特定技能とは、2019年に施行された新しい在留資格です。技能実習制度と違って、転職が認められています。「就職して違和感を覚えた人はほかの施設に移れるので、正当なマッチングが期待できます」(藤森さん)。
「特定技能を使って人材採用をしたいと考える施設にとって、相談の窓口にもなりたい。外国籍の方と施設をつなぐハブになりたいと思っています」
■同僚は「同志」、社会課題に「向き合えること」が働きがい
藤森さんは介護の求人事業以外にも、リジョブのCSV事業を牽引しています。その一つが、「つぼみプロジェクト」。これは埼玉県鴻巣市の田んぼで行う米づくりの取り組みです。県内の子どもに呼び掛けて田植えや稲刈りを行っていますが、藤森さんは「お米隊長」としてこの活動を引っ張っています。

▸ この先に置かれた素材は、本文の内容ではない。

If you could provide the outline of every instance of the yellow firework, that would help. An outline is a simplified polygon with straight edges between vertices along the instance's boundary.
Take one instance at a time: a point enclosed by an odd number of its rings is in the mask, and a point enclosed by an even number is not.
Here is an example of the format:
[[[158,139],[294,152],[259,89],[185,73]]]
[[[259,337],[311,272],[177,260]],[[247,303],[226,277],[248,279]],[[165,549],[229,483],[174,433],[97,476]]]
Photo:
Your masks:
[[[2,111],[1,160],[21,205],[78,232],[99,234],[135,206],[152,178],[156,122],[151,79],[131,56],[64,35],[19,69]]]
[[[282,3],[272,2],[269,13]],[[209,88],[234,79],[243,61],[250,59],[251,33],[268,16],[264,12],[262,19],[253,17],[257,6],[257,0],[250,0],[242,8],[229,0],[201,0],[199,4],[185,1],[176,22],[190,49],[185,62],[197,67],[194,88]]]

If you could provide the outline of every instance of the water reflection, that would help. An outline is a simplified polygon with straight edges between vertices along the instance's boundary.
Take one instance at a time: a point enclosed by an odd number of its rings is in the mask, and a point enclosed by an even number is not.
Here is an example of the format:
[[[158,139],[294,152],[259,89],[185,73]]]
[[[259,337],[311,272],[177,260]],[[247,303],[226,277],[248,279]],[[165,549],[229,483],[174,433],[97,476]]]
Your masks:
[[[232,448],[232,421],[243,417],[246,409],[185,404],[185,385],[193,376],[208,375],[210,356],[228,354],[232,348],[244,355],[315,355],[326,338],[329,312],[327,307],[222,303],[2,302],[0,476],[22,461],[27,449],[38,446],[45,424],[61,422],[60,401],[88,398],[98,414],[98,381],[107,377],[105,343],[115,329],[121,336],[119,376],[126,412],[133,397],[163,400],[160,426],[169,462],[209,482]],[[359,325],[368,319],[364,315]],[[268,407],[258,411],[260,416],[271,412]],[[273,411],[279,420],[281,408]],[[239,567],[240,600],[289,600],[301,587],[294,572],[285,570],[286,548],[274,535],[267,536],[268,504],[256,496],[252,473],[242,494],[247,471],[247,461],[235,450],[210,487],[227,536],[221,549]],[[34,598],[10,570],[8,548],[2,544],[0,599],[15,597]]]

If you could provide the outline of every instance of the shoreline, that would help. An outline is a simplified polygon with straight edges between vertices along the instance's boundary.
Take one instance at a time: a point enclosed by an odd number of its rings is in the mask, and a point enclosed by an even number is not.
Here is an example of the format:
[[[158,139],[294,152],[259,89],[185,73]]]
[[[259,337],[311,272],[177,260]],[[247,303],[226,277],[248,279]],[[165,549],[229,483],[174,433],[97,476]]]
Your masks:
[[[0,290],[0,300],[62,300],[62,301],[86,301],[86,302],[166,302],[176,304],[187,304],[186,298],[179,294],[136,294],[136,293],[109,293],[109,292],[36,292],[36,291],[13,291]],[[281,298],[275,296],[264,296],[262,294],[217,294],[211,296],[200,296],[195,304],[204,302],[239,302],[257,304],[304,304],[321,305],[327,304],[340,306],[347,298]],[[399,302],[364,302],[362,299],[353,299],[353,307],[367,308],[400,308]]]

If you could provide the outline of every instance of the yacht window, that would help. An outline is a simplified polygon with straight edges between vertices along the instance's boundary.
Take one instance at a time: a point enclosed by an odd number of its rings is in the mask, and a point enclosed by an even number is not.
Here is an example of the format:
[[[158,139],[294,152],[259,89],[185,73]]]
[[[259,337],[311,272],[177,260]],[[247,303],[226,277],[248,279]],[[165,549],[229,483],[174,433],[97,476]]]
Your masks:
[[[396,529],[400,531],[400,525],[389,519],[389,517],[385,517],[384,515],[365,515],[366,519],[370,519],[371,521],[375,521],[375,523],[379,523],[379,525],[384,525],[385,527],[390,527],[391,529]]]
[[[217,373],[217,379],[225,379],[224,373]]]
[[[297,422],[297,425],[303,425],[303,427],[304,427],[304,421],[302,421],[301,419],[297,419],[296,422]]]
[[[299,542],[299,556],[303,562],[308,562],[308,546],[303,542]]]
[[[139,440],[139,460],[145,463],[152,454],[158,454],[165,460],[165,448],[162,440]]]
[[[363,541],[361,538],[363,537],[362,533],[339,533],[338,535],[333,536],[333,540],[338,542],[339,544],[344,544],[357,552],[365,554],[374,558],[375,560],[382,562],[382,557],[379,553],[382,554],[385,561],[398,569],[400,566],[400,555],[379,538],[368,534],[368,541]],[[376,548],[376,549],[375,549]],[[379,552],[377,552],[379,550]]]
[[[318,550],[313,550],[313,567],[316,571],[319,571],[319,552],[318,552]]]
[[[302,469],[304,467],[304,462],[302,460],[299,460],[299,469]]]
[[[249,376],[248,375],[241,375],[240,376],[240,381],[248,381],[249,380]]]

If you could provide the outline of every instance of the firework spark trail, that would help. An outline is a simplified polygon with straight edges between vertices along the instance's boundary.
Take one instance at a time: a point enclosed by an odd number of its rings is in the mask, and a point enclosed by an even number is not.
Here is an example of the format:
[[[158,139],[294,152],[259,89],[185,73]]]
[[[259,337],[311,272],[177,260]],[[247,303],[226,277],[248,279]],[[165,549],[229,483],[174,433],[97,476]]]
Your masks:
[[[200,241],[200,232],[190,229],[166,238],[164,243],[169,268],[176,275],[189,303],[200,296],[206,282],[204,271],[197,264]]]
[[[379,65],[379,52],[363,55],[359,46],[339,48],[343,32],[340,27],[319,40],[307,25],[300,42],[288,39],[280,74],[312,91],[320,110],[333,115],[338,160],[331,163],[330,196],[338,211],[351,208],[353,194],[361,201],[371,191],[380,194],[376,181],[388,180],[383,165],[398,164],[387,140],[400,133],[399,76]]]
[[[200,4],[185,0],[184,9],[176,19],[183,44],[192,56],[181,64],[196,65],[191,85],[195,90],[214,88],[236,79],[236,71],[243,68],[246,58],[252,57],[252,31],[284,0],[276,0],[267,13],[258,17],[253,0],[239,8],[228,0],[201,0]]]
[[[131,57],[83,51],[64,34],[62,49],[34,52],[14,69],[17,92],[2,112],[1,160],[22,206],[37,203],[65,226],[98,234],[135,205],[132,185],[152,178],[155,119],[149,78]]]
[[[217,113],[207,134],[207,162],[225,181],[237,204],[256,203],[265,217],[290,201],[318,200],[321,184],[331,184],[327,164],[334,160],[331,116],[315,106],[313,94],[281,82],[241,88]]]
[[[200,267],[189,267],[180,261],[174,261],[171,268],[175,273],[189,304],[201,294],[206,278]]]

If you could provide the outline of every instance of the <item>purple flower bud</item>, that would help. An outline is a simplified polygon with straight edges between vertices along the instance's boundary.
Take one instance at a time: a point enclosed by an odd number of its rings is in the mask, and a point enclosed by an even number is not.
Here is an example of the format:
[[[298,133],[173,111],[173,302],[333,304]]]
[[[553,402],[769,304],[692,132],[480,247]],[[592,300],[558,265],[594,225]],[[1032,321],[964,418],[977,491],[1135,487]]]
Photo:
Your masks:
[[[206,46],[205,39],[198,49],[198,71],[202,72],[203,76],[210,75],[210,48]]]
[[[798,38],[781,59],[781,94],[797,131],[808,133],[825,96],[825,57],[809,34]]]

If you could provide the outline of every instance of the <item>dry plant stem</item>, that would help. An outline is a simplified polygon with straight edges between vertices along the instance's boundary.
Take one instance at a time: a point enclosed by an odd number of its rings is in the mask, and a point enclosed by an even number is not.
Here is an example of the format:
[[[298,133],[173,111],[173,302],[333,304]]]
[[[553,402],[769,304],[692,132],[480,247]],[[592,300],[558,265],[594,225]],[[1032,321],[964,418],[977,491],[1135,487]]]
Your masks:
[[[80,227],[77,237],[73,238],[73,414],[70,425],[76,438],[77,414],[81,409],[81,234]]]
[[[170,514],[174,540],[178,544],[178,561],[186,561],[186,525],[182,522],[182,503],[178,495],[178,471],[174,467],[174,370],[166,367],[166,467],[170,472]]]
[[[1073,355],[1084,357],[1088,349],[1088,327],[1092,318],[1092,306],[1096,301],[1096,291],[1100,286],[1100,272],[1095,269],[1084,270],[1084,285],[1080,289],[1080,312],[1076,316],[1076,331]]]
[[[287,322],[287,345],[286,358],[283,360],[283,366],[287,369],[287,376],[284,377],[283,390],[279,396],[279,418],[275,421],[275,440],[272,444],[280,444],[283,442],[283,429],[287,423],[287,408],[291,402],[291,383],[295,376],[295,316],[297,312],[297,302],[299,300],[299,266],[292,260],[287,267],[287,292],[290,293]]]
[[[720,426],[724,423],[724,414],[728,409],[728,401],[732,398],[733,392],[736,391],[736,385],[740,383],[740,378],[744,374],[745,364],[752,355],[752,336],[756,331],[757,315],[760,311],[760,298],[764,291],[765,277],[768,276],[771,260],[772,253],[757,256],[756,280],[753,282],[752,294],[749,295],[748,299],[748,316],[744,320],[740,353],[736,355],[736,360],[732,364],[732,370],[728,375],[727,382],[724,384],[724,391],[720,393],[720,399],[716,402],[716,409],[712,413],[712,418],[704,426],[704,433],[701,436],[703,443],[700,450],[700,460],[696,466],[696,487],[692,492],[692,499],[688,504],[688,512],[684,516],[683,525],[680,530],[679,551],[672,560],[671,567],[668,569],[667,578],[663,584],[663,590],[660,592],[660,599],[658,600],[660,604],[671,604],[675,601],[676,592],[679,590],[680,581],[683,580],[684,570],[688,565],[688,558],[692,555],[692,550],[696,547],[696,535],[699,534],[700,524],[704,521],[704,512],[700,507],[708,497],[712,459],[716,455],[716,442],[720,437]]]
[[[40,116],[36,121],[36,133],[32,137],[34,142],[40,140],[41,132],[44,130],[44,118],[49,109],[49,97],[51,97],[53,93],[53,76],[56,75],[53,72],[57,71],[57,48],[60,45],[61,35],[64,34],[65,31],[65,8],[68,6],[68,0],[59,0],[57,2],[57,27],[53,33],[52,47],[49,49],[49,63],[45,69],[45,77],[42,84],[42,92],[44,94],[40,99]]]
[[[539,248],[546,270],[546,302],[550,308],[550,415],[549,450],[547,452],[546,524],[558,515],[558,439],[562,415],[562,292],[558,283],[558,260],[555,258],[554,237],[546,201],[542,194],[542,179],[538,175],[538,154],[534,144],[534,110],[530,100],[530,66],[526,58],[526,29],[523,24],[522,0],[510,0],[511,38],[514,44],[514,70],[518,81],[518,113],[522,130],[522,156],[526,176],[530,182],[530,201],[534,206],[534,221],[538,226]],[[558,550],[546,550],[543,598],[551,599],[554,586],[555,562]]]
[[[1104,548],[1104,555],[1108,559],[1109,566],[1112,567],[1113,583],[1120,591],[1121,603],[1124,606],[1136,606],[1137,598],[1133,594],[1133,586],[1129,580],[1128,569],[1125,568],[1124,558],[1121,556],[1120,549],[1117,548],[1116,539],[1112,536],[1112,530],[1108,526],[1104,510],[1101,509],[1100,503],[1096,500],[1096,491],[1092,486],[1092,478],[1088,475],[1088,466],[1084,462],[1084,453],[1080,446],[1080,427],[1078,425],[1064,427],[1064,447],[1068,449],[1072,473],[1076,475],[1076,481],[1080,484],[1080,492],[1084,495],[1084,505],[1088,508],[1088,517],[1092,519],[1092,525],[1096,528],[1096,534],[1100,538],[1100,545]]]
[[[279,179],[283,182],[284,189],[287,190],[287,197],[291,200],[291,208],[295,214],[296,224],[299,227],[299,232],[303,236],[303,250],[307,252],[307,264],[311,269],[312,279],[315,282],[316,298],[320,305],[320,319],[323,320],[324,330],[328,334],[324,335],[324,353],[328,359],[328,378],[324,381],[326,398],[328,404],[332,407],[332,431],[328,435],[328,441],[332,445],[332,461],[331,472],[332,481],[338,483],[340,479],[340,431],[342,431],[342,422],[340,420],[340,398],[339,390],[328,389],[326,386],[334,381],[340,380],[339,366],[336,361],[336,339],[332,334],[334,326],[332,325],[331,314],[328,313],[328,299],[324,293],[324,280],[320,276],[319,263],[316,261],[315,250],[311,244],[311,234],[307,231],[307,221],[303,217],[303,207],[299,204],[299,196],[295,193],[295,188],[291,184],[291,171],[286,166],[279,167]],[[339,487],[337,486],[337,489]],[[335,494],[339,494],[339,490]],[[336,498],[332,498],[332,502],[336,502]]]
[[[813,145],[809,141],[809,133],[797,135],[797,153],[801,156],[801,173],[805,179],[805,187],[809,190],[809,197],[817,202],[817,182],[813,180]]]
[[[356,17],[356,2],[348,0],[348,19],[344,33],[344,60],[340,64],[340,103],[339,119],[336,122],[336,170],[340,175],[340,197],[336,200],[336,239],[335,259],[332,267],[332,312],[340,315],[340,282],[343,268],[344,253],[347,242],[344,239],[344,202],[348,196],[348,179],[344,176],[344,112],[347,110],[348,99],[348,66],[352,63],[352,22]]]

「日本が今まで大事にしてきたお米づくりを通して、老若男女問わず集まり、温かいコミュニティをつくりたいと考えています。作ったお米をこども食堂に寄付する取り組みも実施しています」
また、同社の事業やプロジェクトとSDGsの目標を紐づけた「リジョブ式SDGsマップ」を取りまとめた責任者でもあります。大学時代には、「環境と開発学」を専攻しており、師事した教授がオブザーバーとしてSDGsの策定にかかわっていました。「なぜリジョブが社会的な事業を行うのか。可視化させることで、社内に共通認識を持ち、外の方にも伝えやすくなりました」と手応えを話します。
働きがいとしては、「目の前の業界課題や社会課題にシンプルに向き合えること」と語ります。同僚にも刺激を受けており、「利他で物事を考えるメンバーが多くて、どんな社会になればいいのかを常に考えて動いています。たとえ会社を離れたとしても、リジョブの仲間は人生の同志です」と表現します。